Портреты современников
Шрифт:
Сдается мне, что большая подпольная работа совершается и сейчас в России: чем грубее, убийственней ее действительность, тем одухотвореннее в ней мука о свете любви. На фоне этой действительности не кажутся ли «добролюбы» предтечами какой-то грядущей мистики? И фигура самого Александра Добролюбова, с которым меня связывают гимназические воспоминания, не вырастает ли в знаменательное, наводящее на многие раздумья, очень русское и очень значительное явление?
Шаляпин
В своей книжке «Маска и Душа» Шаляпин говорит:
«Я вижу безмерность русского человека вообще, какою бы она ни была», «не знает как будто никакой середины русский темперамент», «такова уж наша странная
Не знаю, насколько верны такие обобщения: всегда спорны характеристики целого народа… Но, несомненно, таковы сценические образы, созданные Шаляпиным, да и в нем самом всё как-то безмерно. Не было границ его самоутверждению и в любви вдохновенной к театру, и в трудовом упорстве, и в привязанности к утехам жизни, и в избалованности славой. «Безмерно» и всё искусство Шаляпина: поражало в нем не столько мастерство оперного певца, сколько некая звучащая стихия, для которой «законы не писаны», потому что она сама творит закон, исходя не от школьной преемственности (от других певцов-предшественников на европейских сценах), а откуда-то изнутри, из недр национального духа, как народные песни и былинный эпос.
Стихия вредила Шаляпину-человеку.
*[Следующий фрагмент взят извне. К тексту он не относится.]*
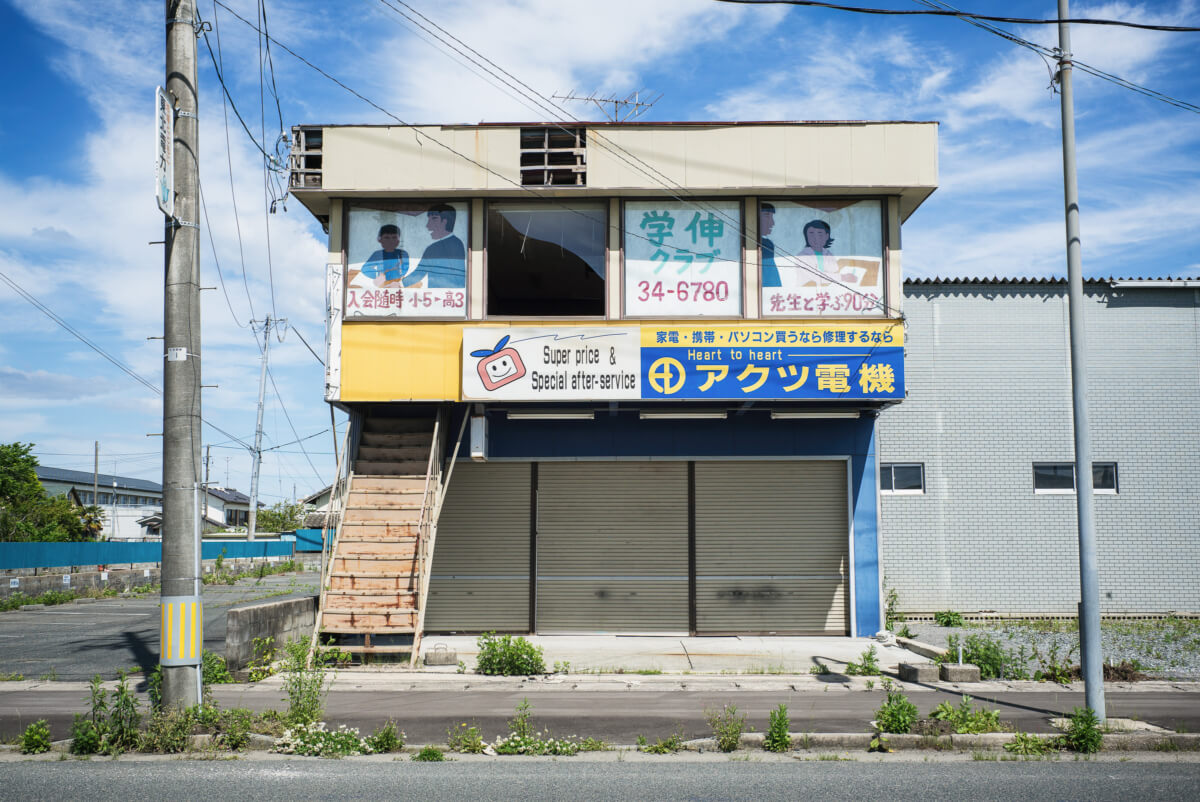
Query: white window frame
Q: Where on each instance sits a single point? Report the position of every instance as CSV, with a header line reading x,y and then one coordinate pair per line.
x,y
1063,491
892,491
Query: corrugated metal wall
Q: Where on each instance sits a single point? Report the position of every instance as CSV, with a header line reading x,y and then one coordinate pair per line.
x,y
480,576
612,546
772,546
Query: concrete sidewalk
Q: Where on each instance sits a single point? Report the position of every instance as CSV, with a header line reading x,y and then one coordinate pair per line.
x,y
682,654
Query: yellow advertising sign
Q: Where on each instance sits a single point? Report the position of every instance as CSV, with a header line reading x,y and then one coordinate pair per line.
x,y
424,361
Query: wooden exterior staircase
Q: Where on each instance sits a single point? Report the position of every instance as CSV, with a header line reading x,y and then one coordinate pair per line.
x,y
377,576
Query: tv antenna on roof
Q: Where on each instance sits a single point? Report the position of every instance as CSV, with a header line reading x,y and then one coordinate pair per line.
x,y
623,108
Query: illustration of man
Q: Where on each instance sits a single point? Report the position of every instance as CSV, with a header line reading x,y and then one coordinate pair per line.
x,y
444,262
766,225
389,263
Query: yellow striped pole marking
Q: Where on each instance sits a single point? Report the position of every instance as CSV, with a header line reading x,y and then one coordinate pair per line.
x,y
183,630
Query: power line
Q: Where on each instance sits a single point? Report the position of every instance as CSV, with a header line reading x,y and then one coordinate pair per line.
x,y
965,15
1050,53
294,432
46,310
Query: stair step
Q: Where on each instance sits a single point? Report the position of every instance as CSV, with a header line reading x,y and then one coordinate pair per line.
x,y
383,515
377,650
401,454
371,484
376,549
414,470
399,425
371,563
401,440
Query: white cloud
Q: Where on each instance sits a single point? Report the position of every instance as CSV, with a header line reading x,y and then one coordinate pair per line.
x,y
550,46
Он казался подчас грубоватым, даже беспощадным — на фоне созданных им сценических образов, отразивших всю гамму глубоких человеческих чувств. Богатырская индивидуальность не умещалась в обычных рамках, взрывчатое воображение как бы выбрасывало ее за пределы действительности. Шаляпин в жизни поневоле продолжал ощущать себя на сцене, не столько жил, сколько «играл себя» и от наития данной минуты зависело, каким, в какой роли он себя обнаружит. Эта большая жизнь в непрестанной работе над самоусовершенствованием и в непрерывных триумфах, со спектакля на спектакль, из города в город по всему миру, была сплошным лицедейством. Меня не удивило, когда мне сказал приятель, часто бывавший у Шаляпина перед его смертью: «Какой великий артист! Представьте, даже на краю могилы, сознавая, что близок конец, он чувствует себя как на сцене: играет смерть!».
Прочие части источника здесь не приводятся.